# Bee House



## Maj0rMalfunct10n (Aug 8, 2020)

Hi,

My first post, and I think I should start off by saying I know NOTHING about bees. The only thing I do know is that I like them. I purchased from Costco a bee house (attached in the photo) and threw it up on my west facing fence a couple years ago without even a silly plan to attract bees. I have no ambition on attracting a certain bee type, and I think that if it were honey bees the mess might just be crazy. In retrospect, I might have thought about putting something in the house to attract them? I just placed it by my larger apple tree thinking it flowers very nicely in the spring and the bees might just move in (I know).

I began to look at all of the information on this site, and to be honest got a bit overwhelmed. I'm not looking for a new hobby, I just thought it might be nice to provide some bees a place to live. Any thoughts? 

Thanks


----------



## JSneed (Jan 19, 2020)

That will attract orchard mason bees and others but not honeybees.


----------



## AR1 (Feb 5, 2017)

You will get other kinds of bees in that but not honeybees. Too small. 

If you want to attract honey bees it is basically too late this year unless you are in the deep south or Hawaii. Trapping wild honeybee swarms is both easy and frustrating, some years you get lots and some years zero. You can buy a swarm trap or make them easily. Check out the forum on trapping for ideas. Basically all you need is a box with a hole, at the most basic. If you don't mind spending some money you can buy a complete beehive with all the trimmings. Then either leave it as a trap, or buy bees.

Put your location in your profile, so people can give you advice that is location specific.


----------



## Maj0rMalfunct10n (Aug 8, 2020)

JSneed said:


> That will attract orchard mason bees and others but not honeybees.
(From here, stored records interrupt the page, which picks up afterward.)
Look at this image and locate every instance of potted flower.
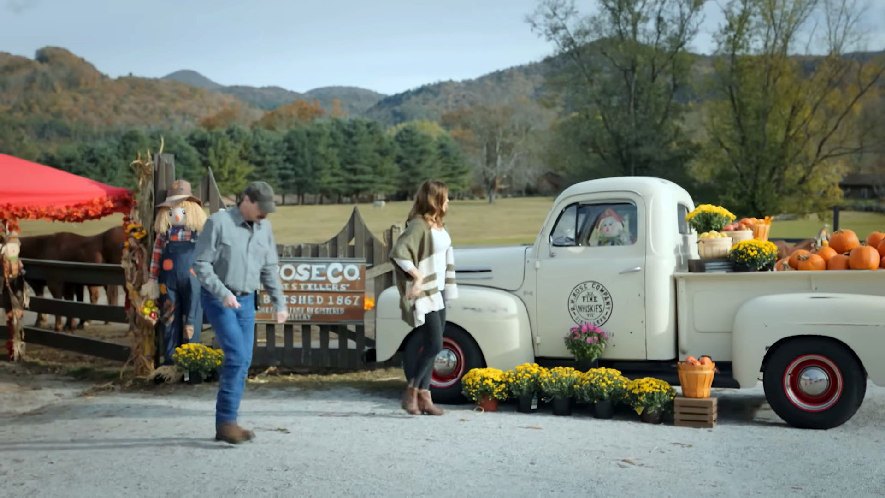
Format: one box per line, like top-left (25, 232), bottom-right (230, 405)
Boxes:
top-left (728, 239), bottom-right (777, 271)
top-left (575, 368), bottom-right (630, 418)
top-left (685, 204), bottom-right (735, 259)
top-left (627, 377), bottom-right (676, 424)
top-left (172, 342), bottom-right (224, 384)
top-left (685, 204), bottom-right (735, 233)
top-left (540, 367), bottom-right (581, 415)
top-left (505, 363), bottom-right (548, 413)
top-left (461, 368), bottom-right (507, 412)
top-left (564, 322), bottom-right (608, 371)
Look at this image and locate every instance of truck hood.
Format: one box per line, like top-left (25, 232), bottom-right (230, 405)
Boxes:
top-left (455, 246), bottom-right (532, 291)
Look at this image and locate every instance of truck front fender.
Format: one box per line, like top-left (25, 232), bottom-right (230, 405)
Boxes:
top-left (731, 293), bottom-right (885, 387)
top-left (375, 285), bottom-right (535, 370)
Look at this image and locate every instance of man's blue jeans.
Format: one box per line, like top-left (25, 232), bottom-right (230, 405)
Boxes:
top-left (200, 289), bottom-right (255, 425)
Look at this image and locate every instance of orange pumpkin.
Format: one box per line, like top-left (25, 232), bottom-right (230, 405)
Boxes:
top-left (797, 251), bottom-right (827, 271)
top-left (867, 230), bottom-right (885, 251)
top-left (789, 249), bottom-right (811, 270)
top-left (774, 257), bottom-right (795, 271)
top-left (830, 228), bottom-right (860, 254)
top-left (827, 254), bottom-right (848, 270)
top-left (848, 246), bottom-right (881, 270)
top-left (815, 246), bottom-right (839, 261)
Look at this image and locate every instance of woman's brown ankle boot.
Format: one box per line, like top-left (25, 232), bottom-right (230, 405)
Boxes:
top-left (418, 389), bottom-right (445, 415)
top-left (401, 387), bottom-right (421, 415)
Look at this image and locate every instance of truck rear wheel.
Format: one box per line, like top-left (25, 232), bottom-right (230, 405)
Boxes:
top-left (762, 338), bottom-right (867, 429)
top-left (403, 323), bottom-right (483, 403)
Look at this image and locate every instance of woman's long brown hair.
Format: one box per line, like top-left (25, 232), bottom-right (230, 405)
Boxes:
top-left (406, 180), bottom-right (449, 226)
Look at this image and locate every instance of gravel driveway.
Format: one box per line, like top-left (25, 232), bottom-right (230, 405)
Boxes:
top-left (0, 364), bottom-right (885, 497)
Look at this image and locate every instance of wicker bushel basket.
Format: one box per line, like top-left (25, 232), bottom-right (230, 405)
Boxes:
top-left (676, 362), bottom-right (716, 398)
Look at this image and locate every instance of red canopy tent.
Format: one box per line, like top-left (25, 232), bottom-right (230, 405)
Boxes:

I am I think very good with any type of bee, although honey would be the most exciting I think also the most work (and mess). Maybe not for me. Thank you


----------



## Maj0rMalfunct10n (Aug 8, 2020)

I am very happy not having honey bees, I think they are most likely a lot more work and mess than other bees (although, please see my first statement saying I know nothing about bees). 

I will look at the post on trapping bees, if I didn't want to make one, where would one buy a swarm trap?

I will update my location, but I live in Calgary, Alberta Canada. 

Thank you.


----------



## Hops Brewster (Jun 17, 2014)

Mason bees and other native pollinators may utilize your 'bee house'. It depends on what your native bee species are. I am not aware of any N. American native bees that produce enough honey to interest any critter bigger than a bee. 

I know that in the U.S. there are websites that sell orchard bees, aka mason bees. Leaf cutters are also available. There may be Canadian sellers, too. The web also has a lot of info on how to propagate various native pollinators.

I am presuming you want pollinators. If you want honey or wax, honey bees are your only choice. And yes, they are a lot of work and a lot of mess, and a lot of pain and a lot of self-satisfaction for a job well done. That is, after you have learned to stop killing them.

Also, put that house facing the east- southeast in shade if you can. It might also help to scorch the outside edges of those holes. That particular house is designed for mason/orchard bees. They naturally nest in old dead trees, often burned trees with borer holes. They only mate in the early spring, so that house is only a decoration until then. Mason bees are great for early spring pollination, then they are done for the season. And FYI, they look a lot like big houseflies.


----------